А быка свалить дело нехитрое, кастетом в девятнадцатом веке пользоваться не стесняются даже джентльмены. У нью-йоркской полиции так и вовсе – табельное оружие, наравне с дубинками.
– Раунд! Уф… сейчас с оружием будем работать – в левой тычковый кинжал[40], в правой кастет. Схема та же – скоростные удары левой в лицо, подшаг и правой под сердце или по почкам – через раз. Работаем!
Час спустя закончили заниматься, помылись тут же – Мопси подогрела им воды. Дополнительная услуга в виде горячей воды, тазика и чистого полотенца – пять центов с каждого. Мелочь вроде бы… но таких вот мелочей изрядно набегает.
– Куда сейчас?
– Да на прогулку, – с тоской ответил Алекс, кривя рот, – подарки буду выгуливать.
– Х-ха! Когда поклонники дарят тебе что-то после спектакля, так иной раз и зависть берёт – хочется и самому, не без этого… А вот в когда твои выгулы вспоминаю, так смех разбирает.
– Иди ты! Сам ещё недавно декорациями занимался, а сейчас? Роли может и мелкие, зато в каждом почти спектакле играешь.
– Ну… типаж у меня такой, – хмыкнул весело Фред, растираясь полотенцем, – если о бандитах, то моя рожа – самое то в спектакле. Ну или мошенника какого в комедии играть. Сам же знаешь, не столько талант, сколько морда лица.
– Два месяца всего играешь, – не согласился попаданец, – а талант дело такое… порядок бьёт класс[41].
Дома Алекс, морщась от получающейся безвкусицы, оделся и начал натягивать на пальцы перстни. Четыре серебряных с камушками, два золотых из низкопробного золота… потом серебряный портсигар, безвкусная золотая цепочка на руку. Всё это – подарки поклонников.
По местным неписаным, но свято соблюдавшимся законам, подарки требовалось демонстрировать. Подарил тебе перстенёк владелец мясной лавки – будь добр, выгуляй перстень в том районе, где живёт мясник. Лавочник должен видеть, что подарок оценён, тыкнуть пальцем в него, показывая домочадцам и приятелям – Я подарил!
Не соблюдаешь неписанные правила, не выгуливаешь подарки? Ну… их количество точно сократиться, а ещё – местные обидчивы. Бауэри пусть и не совсем трущобы, но рядышком, нравы здесь ещё те. Каждый второй так или иначе крепко с бандитами связан.

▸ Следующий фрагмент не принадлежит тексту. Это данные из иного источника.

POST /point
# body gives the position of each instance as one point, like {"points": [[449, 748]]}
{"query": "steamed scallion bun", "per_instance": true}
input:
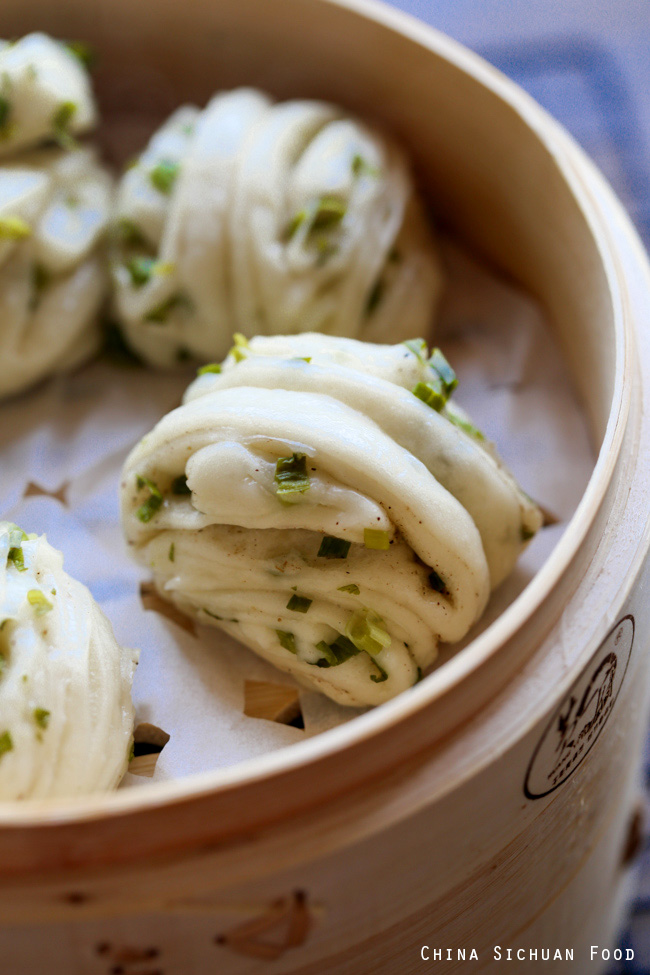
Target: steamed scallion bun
{"points": [[66, 717], [269, 218], [45, 94], [322, 500], [54, 210], [55, 200]]}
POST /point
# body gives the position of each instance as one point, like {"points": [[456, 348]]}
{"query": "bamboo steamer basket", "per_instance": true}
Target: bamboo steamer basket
{"points": [[495, 803]]}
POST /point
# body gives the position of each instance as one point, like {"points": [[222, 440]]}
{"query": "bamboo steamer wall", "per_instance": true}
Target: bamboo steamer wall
{"points": [[492, 805]]}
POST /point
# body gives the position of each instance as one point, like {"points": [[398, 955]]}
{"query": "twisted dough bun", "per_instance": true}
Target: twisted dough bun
{"points": [[269, 218], [307, 502], [54, 209], [66, 718], [45, 93]]}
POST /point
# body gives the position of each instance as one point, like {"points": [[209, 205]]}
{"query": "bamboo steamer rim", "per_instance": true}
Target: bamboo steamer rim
{"points": [[569, 159]]}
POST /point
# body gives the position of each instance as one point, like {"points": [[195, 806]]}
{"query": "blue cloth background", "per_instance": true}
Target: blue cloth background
{"points": [[588, 63]]}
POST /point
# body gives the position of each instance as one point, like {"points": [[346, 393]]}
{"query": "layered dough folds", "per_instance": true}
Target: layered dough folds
{"points": [[269, 218], [54, 209], [45, 93], [66, 718], [307, 502]]}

– Грамматику повтори, – дал задание Фреду. Тот неохотно, но решительно кивнул – знал, что язык у него корявый, трущобный. Потому-то английская грамматика и переписывание английских классиков занимали большую часть учёбных часов англичанина. Увы… несмотря на то, что Фреду хорошо давалась математика, давить приходилось прежде всего на язык.
Какой бы он ни был умный, но пока не научится говорить правильно, да желательно с оксфордским акцентом, в кругах его просто не примут. И бог бы с ними… вряд ли Фред сможет пробиться в высший свет… Но правильный язык и манеры требовались и от среднего класса. Да и с работой проще – хочешь устроиться приказчиком в лавку, а не грузчиком в ней же? Изволь говорить и вести себя должным образом.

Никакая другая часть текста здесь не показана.